Heute beschäftigen wir uns mit einem Thema, das trotz gerichtlicher Entscheidungen durch den EuGH und den BGH immer noch für Verwirrung sorgt. Es geht um die Frage, ob Streaming erlaubt ist oder nicht. Leider ist die Rechtslage etwas komplizierter als es teilweise in der Presse zu lesen war. Daher nehme ich heute das Thema zum Anlass, um über die Rechtslage aufzuklären. // von Boris Burow
Streaming: Was ist das?
„Streaming ist wie Fernsehschauen, nur am Computer“. So wird Streaming oftmals definiert. Das ist im Prinzip auch richtig. Beim Streaming werden Audio- und Videodateien direkt beim Empfang wiedergegeben, bzw. es findet teilweise eine Zwischenspeicherung statt. Es handelt sich um einen kontinuierlichen Datenstrom, den ich von einem Server abrufe und an meinem Client empfange. So sehr sich also Streaming und Fernsehschauen für den Laien ähneln, für den Juristen ist es ein himmelweiter Unterschied.

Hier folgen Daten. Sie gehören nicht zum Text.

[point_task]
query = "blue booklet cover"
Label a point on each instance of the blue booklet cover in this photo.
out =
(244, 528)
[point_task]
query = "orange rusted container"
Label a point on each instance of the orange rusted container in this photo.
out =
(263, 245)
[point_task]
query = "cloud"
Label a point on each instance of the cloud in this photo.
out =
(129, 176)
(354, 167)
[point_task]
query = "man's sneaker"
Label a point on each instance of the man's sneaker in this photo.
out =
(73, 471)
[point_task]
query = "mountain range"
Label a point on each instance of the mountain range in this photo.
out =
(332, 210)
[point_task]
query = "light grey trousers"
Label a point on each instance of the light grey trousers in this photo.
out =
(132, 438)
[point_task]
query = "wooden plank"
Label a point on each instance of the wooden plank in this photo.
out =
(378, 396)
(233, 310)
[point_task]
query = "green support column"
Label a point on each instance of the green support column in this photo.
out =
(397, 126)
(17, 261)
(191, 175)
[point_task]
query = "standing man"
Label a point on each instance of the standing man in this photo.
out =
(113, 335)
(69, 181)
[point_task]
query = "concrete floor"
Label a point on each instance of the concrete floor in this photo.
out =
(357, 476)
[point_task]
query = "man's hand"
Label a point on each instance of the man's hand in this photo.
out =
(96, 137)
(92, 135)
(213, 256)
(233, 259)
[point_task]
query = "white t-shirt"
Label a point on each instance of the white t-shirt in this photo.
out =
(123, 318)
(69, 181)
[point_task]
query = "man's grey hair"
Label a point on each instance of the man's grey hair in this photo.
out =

Der Jurist hat nämlich bei dem Thema „Fernsehen“, „Video“, „Musik“, „Film“ sofort das Urheberrechtsgesetz im Kopf. Das Urheberrechtsgesetz ist ein strenges Gesetz und schützt den Urheber erheblich bei der Verwertung seiner Werke. Wenn eine Handlung dem Urheberrechtsgesetz nicht unterfällt ist dies für den Konsumenten meinst positiv, da er weitreichende Möglichkeiten hat. Unterfällt ein Text mangels Schöpfungshöhe nicht dem Urheberrecht, kann ich ihn frei verwenden und muss niemanden um Erlaubnis fragen.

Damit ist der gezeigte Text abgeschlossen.